Avrupa İnsan Hakları Mahkemesi (AİHM), şarkıcı Atilla Taş'ın başvurusunda hak ihlali kararı vererek Türkiye'yi mahkum etti.

İfade Özgürlüğü Derneği hukuk ekibi tarafından yapılan başvuruda, AİHM, Atilla Taş’ın başvurusunu kabul etti ve Sözleşme’nin 5 (1) (özgürlük ve güvenlik hakkı) ve 10. (ifade özgürlüğü) maddelerinden ihlal kararı verdi.

Mahkeme, Ankara'nın Taş' a 12 bin 275 euro manevi tazminat ve 3 bin 175 euro da mahkeme masrafı ödemesine karar verdi.

ANAYASA MAHKEMESİ DE HAK İHLALİ KARARI VERMİŞTİ

15 Temmuz darbe girişimi sonrasında 14 ay Silivri Cezaevi’nde kalan Atilla Taş, 15 Nisan 2017 tarihinde çıkarıldığı mahkeme tarafından tahliye edilmiş ancak aynı gün yapılan itiraz üzerine yeniden tutuklanmıştı.

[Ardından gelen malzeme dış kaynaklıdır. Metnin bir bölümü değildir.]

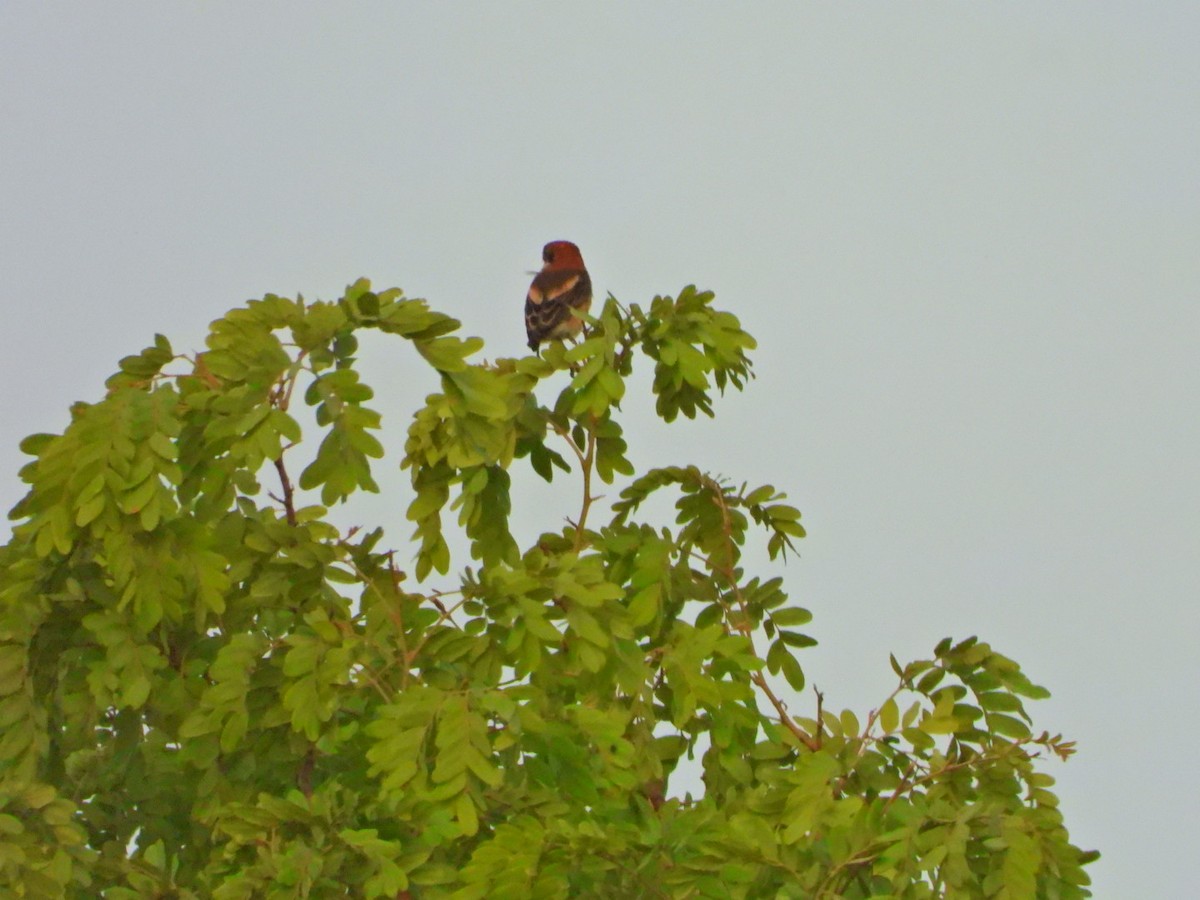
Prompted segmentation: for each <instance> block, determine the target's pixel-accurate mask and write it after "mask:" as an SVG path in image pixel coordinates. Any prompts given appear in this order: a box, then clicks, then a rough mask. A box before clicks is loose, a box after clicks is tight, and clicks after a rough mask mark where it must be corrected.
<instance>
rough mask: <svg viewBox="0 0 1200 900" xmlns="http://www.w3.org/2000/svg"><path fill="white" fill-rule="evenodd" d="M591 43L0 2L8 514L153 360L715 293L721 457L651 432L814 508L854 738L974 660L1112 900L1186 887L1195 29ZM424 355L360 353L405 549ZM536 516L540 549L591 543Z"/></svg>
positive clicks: (557, 12) (1192, 561)
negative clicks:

Üç gazeteciyle birlikte tutuklanan Atilla Taş mahkemede verdiği ifadede, "Ben böyle bir yapılanma içinde olduklarını bilseydim, değil gazetelerinde çalışmayı, selam dahi vermezdim" demişti.

Taş, 23’ü tutuklu 29 sanığın yargılandığı davada; 'Fetullahçı Terör Örgütü’nün (FETÖ) medya yapılanması'na ilişkin, “örgüt üyeliği” ve “darbeye teşebbüs” suçlarından açılan dava dosyalarının birleştirilmesinin ardından, 26 Ekim 2017 tarihinde tahliye edilmişti.

Atilla Taş, İstinaf Mahkemesi’nin 3 yıl 1 ay 15 hapis cezasını onaması üzerine de 9 Kasım 2018'de yeniden tutuklanmıştı. Anayasa Mahkemesi, Taş’ın tahliye edilmesinin ardından yeniden tutuklanması ile ilgili hak ihlali kararı vermişti.

İstinaf Mahkemesi kararı duruşma yapılmadan, savcının mütaalası taraflara tebliğ edilmeden verilmişti.

AİHM'in Atilla Taş kararı, Kavala ve Demirtaş'ta olduğu gibi bir soruşturmadan bırakıyormuş gibi yapıp başka soruşturmadan tutuklamanın hukukun etrafından dolanmak olduğunu ve aynı olaylar nedeniyle iki farklı kuraldan tutuklamanın tek tutuklama sayılması gerektiğin söylüyor.

KEREM ALTIPARMAK: KAVALA VE DEMİRTAŞ'TA OLDUĞU GİBİ...

AİHM'nin kararını değerlendiren hukukçu Kerem Altıparmak, "AİHM'in Atilla Taş kararı, Kavala ve Demirtaş'ta olduğu gibi bir soruşturmadan bırakıyormuş gibi yapıp başka soruşturmadan tutuklamanın hukukun etrafından dolanmak olduğunu ve aynı olaylar nedeniyle iki farklı kuraldan tutuklamanın tek tutuklama sayılması gerektiğin söylüyor. Bir başka deyişle Atilla Taş kararı (para. 71-79)'da neden Kavala'nın ve Demirtaş'ın aynı olaylar ve fakat başka gerekçelerle tutuklanmasının Sözleşmenin ruhuna aykırı olduğuna da bir kez daha saptamış oluyor" dedi.

TAŞ: BURUK BİR SEVİNÇ YAŞIYORUM

Taş, AİHM'in ihlal kararından sonra şunları söyledi:

“AİHM'in bu kararı sevindirici. Böyle kararlar aslında olması gereken kararlar. Mutlu oldum ama buruk bir sevinç yaşıyorum. AİHM bu süreçte sınıfta kaldı. Kararlarını çok geciktirdiler. Bazı konularda çok gereksiz kararlar da verdiler. Türkiye'de bir hukuk, adalet mekanizması olmadığını artık bütün dünya biliyoruz. Mahkemeye gittiğimizde ceza alacağımızı biliyoruz. Yani mahkemeden cezasız çıkmayacağımızı biliyoruz. Örneğin bizi tahliye eden bir mahkeme heyeti görevden alınıyorsa biz oradan nasıl bir adalet bekleyebiliriz. Umarım bu dönem geçer ve Türkiye bir nefes alır. Şu an için bir umudum yok. Bize hakaret edenler, küfür edenler oluyor savcılar biz olunca takipsizlik veriyor. Fakat aynısını karşı taraf yaptığında bizim ceza almama gibi bir durumumuz yok. Bu düzenden yorulduk, bıktık.”